Thanks all in advance for you shared knowledge.


----------



## aldus (14 Sep 2020)

Might I suggest a mid-frame conversion? you can keep the brakes and the hub. The Bafang kits seem to be pretty dependable, they're assembly is very well documented on YouTube, and they seem to be quite available.


----------



## HMS_Dave (14 Sep 2020)

I have an elephant bike and have mulled over this myself. I would get mid drive conversion kit similar to these https://wooshbikes.co.uk/?cdkit#tsdz2 which replaces the bottom bracket for a motor assembly, simply put. The SA Hub is a robust bit of kit and would handle the power im sure. That would eliminate the need to replace the hub brakes and keeps the bike largely as it is. Forget the friction type ebike kits, if by friction you mean the ones that drive directly onto the tyres, i would avoid. Extra tyre wear, questionable performance in all but the most perfect conditions and can be quite noisy and unreliable.


----------



## toffee (14 Sep 2020)

I have just converted my wife's Dutch style bike below with one of the Tonsheng 36v kits, works a treat.


----------



## Juliansou (14 Sep 2020)

Thanks folks
I think mid frame is the way forward - I like the idea of keeping the bike ’as is’ if possible.


----------



## Pale Rider (15 Sep 2020)

A crank drive is the only practical solution.

Judging by what I've read over the years, Bafang kits are more reliable than Tongsheng.

One thing that will almost certainly have to go the journey is the bike's centre stand.

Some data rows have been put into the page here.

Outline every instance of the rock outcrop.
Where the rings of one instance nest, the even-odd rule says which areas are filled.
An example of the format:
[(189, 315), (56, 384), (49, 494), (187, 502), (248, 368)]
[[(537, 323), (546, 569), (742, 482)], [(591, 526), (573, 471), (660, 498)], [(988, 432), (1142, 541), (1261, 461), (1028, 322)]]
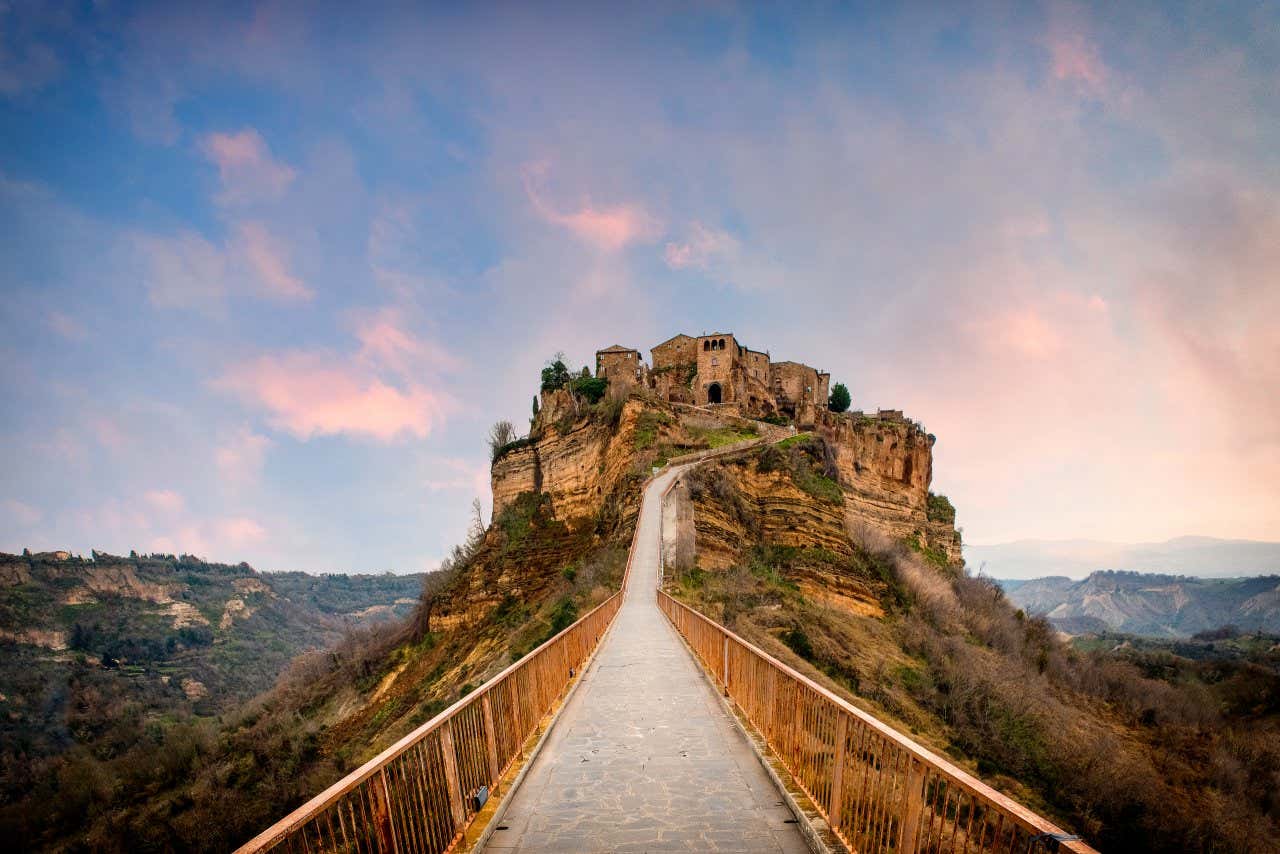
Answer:
[(849, 517), (894, 539), (915, 537), (960, 565), (955, 519), (930, 518), (935, 437), (900, 412), (818, 413), (814, 432), (835, 452)]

Pity, because a prop stand would be a bit iffy on a cargo bike.

Some touring bikes have two prop stands - an 'extra' one on the front fork.


----------



## CXRAndy (15 Sep 2020)

Pale Rider said:


> A crank drive is the only practical solution.
> 
> Judging by what I've read over the years, Bafang kits are more reliable than Tongsheng.
> 
> ...



The wife's bike is happily running a TSDZ2 with centre double leg stand. I had to remove the anti rotation bracket, but the motor hasn't rotated, so all is good  

The Bafang don't use an additional bracket from what I can see. The motor is held by the locking tabs in the bottom bracket, so a centre stand is still possible (bike frame dependent)


----------



## HMS_Dave (15 Sep 2020)

Pale Rider said:


> A crank drive is the only practical solution.
> 
> Judging by what I've read over the years, Bafang kits are more reliable than Tongsheng.
> 
> ...


It's been done with the stand left on before now, so it may be OK. Think that was a bafang unit if memory serves. Came across that on another forum.


----------